Section 7. Relinquishing of Certificate of Registration. Any lawyer who is registered to practice law pursuant to this Rule who is current in payment of all applicable registration fees and other financial obligations imposed by this rule who no longer is able to meet the requirements to maintain such registration or who no longer practices under the professional corporation, limited liability company or limited liability partnership may voluntarily relinquish his or her certificate of registration by tendering a signed relinquish affidavit to the Executive Director of the State Board of Law Examiners no later than June 30 of the reporting year (July 1 through June 30). The Executive Director shall promptly verify the eligibility of the lawyer to relinquish the certificate of registration under this section and if eligible, forward a notice of the relinquishment to the Secretary of State. In the event that the lawyer is not eligible to relinquish under this section, the Executive Director of the Indiana Office of Admissions and Education shall promptly notify the lawyer of all reasons for ineligibility.
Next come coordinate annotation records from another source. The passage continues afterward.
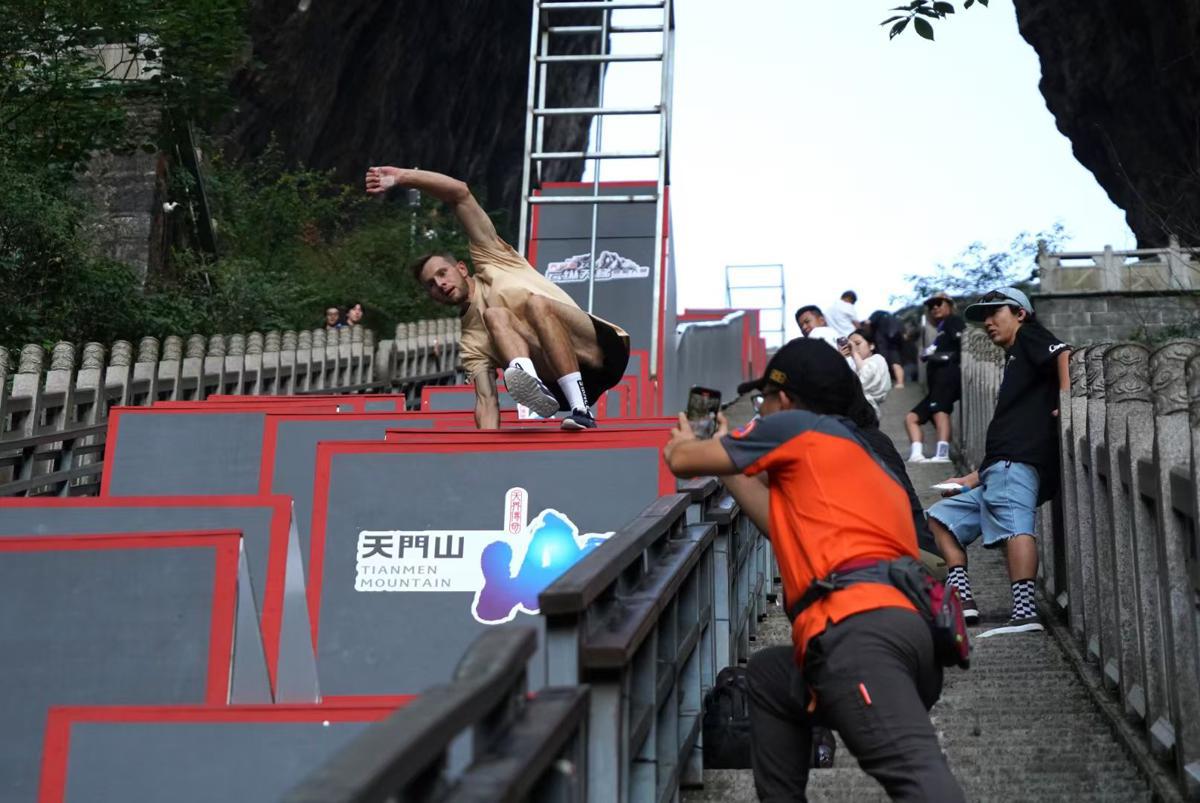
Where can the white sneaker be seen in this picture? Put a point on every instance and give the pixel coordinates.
(1025, 624)
(527, 389)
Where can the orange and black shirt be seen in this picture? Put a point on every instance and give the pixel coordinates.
(832, 502)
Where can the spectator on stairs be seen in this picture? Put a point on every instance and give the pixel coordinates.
(1020, 465)
(813, 324)
(862, 659)
(871, 369)
(843, 316)
(942, 379)
(888, 342)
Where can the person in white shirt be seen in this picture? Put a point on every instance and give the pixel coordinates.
(871, 369)
(843, 315)
(813, 324)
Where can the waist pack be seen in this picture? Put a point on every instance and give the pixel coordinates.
(726, 725)
(936, 603)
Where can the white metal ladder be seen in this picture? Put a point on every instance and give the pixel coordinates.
(543, 33)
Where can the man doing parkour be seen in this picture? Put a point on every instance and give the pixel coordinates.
(513, 317)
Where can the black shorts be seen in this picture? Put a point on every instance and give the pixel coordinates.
(615, 349)
(945, 389)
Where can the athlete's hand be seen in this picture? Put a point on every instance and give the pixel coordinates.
(381, 179)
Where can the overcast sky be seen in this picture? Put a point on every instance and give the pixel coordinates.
(802, 136)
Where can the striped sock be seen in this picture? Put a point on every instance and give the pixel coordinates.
(957, 577)
(1023, 600)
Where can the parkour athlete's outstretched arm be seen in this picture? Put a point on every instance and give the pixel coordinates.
(474, 220)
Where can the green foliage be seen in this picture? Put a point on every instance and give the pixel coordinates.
(978, 269)
(922, 13)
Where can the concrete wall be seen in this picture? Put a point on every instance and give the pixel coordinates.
(1084, 318)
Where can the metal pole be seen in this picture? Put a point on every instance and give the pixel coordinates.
(659, 229)
(595, 163)
(531, 121)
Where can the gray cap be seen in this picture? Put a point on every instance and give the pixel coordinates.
(1000, 298)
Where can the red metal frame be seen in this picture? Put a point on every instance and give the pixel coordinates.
(277, 546)
(462, 443)
(271, 431)
(57, 743)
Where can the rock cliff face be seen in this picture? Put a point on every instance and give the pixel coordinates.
(441, 84)
(1122, 79)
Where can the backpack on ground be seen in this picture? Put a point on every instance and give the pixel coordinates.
(727, 721)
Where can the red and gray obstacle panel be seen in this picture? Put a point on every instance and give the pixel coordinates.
(349, 403)
(195, 754)
(270, 547)
(418, 547)
(127, 619)
(213, 449)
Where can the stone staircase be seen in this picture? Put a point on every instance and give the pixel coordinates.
(1019, 725)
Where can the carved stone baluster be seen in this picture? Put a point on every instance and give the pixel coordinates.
(255, 363)
(5, 371)
(1173, 451)
(235, 363)
(319, 361)
(1081, 583)
(171, 367)
(214, 366)
(193, 367)
(304, 361)
(288, 348)
(271, 379)
(1127, 418)
(119, 376)
(145, 372)
(1102, 625)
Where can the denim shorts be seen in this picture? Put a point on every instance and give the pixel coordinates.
(1000, 507)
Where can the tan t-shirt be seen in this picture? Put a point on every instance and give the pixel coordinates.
(503, 279)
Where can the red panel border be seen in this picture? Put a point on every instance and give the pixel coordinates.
(57, 743)
(226, 546)
(467, 443)
(277, 546)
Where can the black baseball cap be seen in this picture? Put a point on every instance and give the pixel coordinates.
(803, 366)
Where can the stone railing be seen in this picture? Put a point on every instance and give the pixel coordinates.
(53, 417)
(1120, 547)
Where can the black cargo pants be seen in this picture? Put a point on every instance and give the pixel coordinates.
(875, 678)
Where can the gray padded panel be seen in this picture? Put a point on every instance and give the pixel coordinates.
(96, 627)
(297, 671)
(197, 762)
(185, 453)
(295, 456)
(396, 642)
(463, 401)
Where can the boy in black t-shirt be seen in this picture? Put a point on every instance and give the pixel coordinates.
(1020, 465)
(942, 379)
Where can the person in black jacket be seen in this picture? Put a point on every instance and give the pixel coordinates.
(942, 379)
(1020, 465)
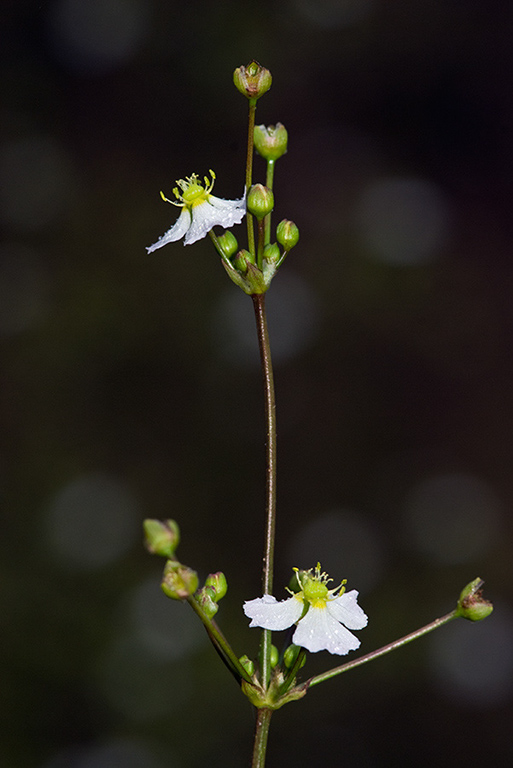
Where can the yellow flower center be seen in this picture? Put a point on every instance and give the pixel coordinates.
(193, 192)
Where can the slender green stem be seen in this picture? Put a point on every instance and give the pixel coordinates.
(249, 171)
(270, 417)
(386, 649)
(269, 181)
(220, 643)
(261, 734)
(293, 671)
(260, 242)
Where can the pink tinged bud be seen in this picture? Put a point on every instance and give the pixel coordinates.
(472, 604)
(253, 80)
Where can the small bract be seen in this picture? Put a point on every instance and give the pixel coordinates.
(200, 211)
(324, 617)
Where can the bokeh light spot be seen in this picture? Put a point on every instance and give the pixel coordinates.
(293, 317)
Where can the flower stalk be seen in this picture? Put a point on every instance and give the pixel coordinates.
(271, 458)
(384, 650)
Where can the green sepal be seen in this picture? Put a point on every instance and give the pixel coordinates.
(205, 597)
(270, 142)
(248, 665)
(252, 281)
(161, 537)
(253, 80)
(472, 604)
(178, 581)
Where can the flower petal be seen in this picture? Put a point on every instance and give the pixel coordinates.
(176, 232)
(214, 212)
(268, 613)
(318, 631)
(346, 610)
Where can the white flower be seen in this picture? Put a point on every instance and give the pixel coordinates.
(200, 211)
(323, 617)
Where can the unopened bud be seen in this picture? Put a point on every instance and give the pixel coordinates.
(290, 656)
(217, 581)
(271, 142)
(228, 243)
(178, 581)
(161, 537)
(472, 604)
(243, 260)
(272, 254)
(260, 201)
(206, 599)
(248, 665)
(287, 234)
(253, 80)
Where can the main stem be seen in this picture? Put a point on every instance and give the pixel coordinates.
(261, 734)
(270, 418)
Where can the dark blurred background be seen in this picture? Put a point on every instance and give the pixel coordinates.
(130, 384)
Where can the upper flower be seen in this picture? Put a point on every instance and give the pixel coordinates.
(200, 211)
(322, 615)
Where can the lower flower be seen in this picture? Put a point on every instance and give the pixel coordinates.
(324, 617)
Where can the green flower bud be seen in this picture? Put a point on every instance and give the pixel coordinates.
(228, 243)
(245, 274)
(178, 581)
(260, 201)
(472, 604)
(217, 581)
(290, 656)
(252, 81)
(242, 261)
(274, 656)
(271, 142)
(272, 254)
(161, 537)
(206, 598)
(287, 234)
(248, 665)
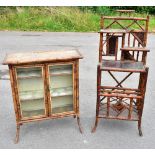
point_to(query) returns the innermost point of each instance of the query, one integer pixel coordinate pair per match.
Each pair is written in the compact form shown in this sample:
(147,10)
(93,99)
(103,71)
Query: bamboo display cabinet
(45,85)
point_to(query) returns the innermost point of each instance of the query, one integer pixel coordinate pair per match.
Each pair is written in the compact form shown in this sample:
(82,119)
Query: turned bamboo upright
(122,49)
(45,85)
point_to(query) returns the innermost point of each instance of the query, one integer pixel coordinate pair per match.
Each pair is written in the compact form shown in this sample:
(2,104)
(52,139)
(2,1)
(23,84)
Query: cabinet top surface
(41,56)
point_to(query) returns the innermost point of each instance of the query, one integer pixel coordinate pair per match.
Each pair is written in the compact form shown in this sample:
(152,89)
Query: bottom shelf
(62,109)
(62,104)
(118,111)
(33,113)
(31,108)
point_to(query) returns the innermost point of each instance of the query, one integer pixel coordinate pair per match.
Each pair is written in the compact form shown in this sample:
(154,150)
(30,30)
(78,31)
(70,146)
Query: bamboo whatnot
(116,101)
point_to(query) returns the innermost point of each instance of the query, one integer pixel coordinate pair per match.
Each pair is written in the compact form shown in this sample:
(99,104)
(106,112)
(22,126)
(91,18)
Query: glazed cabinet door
(61,83)
(31,94)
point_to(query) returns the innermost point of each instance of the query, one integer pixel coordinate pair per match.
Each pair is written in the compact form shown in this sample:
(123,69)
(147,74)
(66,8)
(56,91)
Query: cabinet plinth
(45,85)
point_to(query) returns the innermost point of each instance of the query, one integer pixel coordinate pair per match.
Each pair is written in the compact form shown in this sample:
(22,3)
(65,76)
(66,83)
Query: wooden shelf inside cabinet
(45,85)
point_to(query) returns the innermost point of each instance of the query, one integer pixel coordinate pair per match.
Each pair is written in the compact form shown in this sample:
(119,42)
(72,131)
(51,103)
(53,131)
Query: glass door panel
(31,91)
(61,88)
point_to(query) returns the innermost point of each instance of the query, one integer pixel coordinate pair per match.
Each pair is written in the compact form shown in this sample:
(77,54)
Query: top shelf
(60,70)
(41,56)
(119,31)
(122,66)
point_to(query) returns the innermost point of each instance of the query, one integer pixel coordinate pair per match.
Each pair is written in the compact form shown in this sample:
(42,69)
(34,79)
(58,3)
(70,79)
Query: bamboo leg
(98,98)
(139,127)
(96,124)
(17,133)
(79,124)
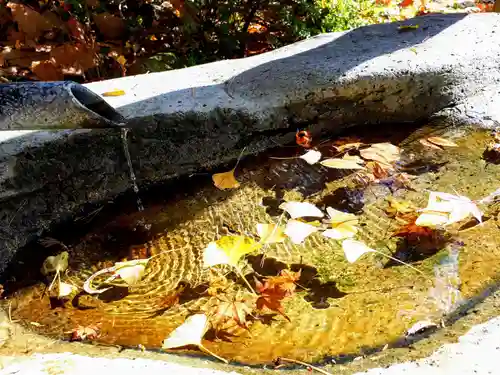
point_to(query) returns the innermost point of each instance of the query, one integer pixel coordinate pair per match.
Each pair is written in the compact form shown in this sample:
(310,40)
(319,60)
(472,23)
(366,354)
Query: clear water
(339,308)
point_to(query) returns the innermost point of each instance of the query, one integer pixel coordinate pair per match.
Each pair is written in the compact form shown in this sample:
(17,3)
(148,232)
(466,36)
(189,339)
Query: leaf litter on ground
(190,332)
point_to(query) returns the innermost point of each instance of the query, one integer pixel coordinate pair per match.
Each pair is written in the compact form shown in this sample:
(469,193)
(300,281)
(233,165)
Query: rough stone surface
(474,353)
(199,117)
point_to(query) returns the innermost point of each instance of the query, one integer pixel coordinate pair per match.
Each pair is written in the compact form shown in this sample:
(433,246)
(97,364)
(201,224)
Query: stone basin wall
(196,118)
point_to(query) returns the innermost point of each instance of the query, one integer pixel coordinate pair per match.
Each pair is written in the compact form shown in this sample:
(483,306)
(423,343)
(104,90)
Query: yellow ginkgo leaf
(354,249)
(298,231)
(311,156)
(190,332)
(343,224)
(344,163)
(131,273)
(65,289)
(225,180)
(114,93)
(301,209)
(270,233)
(228,250)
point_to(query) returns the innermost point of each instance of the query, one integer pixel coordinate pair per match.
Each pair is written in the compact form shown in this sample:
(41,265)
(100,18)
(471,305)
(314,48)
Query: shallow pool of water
(339,308)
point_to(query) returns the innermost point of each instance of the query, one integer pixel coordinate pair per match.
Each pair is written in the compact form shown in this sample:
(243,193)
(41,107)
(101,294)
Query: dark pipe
(54,105)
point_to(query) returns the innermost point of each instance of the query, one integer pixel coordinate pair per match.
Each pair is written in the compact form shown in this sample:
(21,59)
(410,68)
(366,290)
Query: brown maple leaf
(275,289)
(235,310)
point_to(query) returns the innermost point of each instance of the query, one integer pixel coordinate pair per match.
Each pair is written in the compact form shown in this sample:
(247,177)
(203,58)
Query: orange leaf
(275,289)
(426,143)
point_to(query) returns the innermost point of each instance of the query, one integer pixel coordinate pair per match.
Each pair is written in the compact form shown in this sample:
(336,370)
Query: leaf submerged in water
(270,233)
(299,231)
(354,249)
(343,225)
(228,250)
(225,180)
(190,332)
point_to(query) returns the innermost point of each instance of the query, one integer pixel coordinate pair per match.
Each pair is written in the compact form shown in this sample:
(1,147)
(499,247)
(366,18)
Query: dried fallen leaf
(110,26)
(311,156)
(234,310)
(298,231)
(29,21)
(443,142)
(397,207)
(274,290)
(354,249)
(228,250)
(270,233)
(114,93)
(301,209)
(65,290)
(343,224)
(131,273)
(446,209)
(384,153)
(190,332)
(225,180)
(426,143)
(344,163)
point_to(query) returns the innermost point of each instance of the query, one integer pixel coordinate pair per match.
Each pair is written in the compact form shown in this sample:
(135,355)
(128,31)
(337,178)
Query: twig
(305,364)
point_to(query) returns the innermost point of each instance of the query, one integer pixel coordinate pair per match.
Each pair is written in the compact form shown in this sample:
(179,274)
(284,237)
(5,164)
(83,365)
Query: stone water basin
(339,308)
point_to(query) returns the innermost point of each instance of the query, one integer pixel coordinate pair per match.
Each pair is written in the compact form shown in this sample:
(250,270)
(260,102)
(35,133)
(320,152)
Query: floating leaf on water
(190,332)
(114,93)
(385,153)
(420,327)
(225,180)
(354,249)
(65,289)
(275,289)
(441,142)
(455,207)
(344,163)
(131,274)
(311,156)
(426,143)
(398,207)
(298,231)
(301,209)
(343,224)
(270,233)
(228,250)
(235,310)
(432,219)
(408,27)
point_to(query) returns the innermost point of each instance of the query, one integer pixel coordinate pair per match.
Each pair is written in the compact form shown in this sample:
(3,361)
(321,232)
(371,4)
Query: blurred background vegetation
(88,40)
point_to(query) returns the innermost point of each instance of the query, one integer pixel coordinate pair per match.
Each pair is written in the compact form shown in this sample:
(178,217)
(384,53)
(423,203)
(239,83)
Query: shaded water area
(338,309)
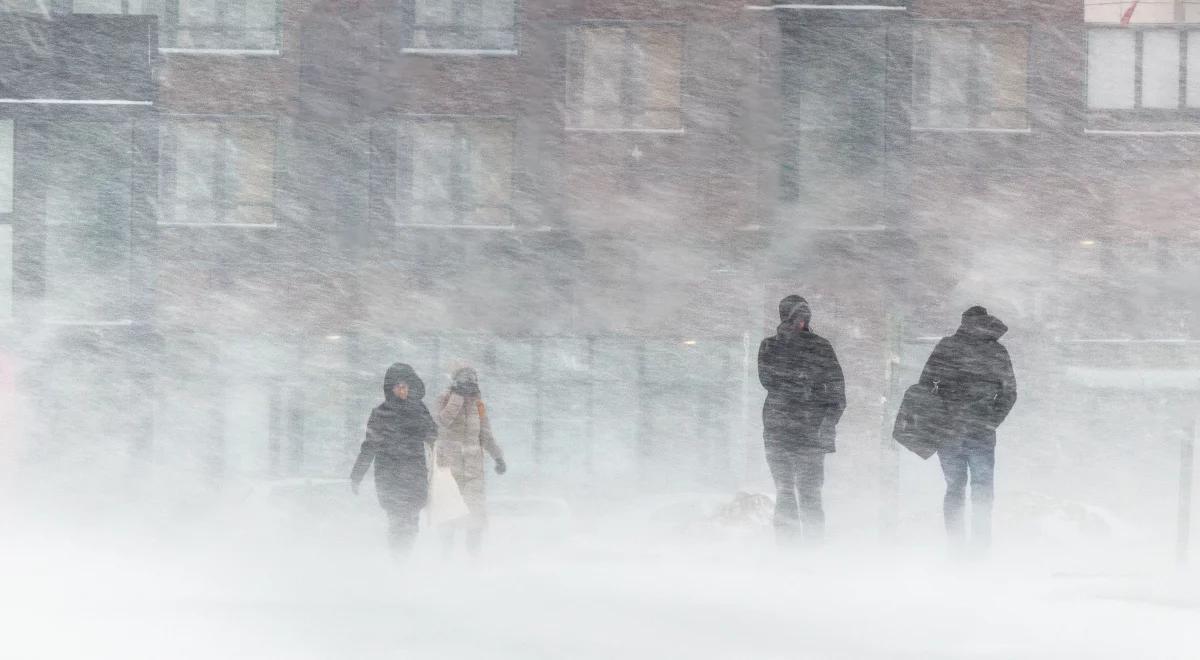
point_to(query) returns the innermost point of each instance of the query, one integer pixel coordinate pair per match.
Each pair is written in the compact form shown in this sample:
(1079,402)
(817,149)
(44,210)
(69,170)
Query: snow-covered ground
(663,580)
Ind. R. Att'y Adm. & Discip. 27

Adopted Nov. 24, 1976, effective 1/1/1976; amended effective 8/31/1976; amended effective 12/4/1980; amended Nov. 16, 1984, effective 1/1/1985; amended Oct. 15, 1986, effective 1/1/1987; amended effective 9/13/1991. Amended Nov. 25, 1997, effective 1/1/1998; amended Sept. 15, 2009, effective 1/1/2010; amended Sept. 21, 2010, effective 1/1/2011; amended June 30, 2014, effective 6/30/2014; amended October 6, 2021, effective 1/1/2022.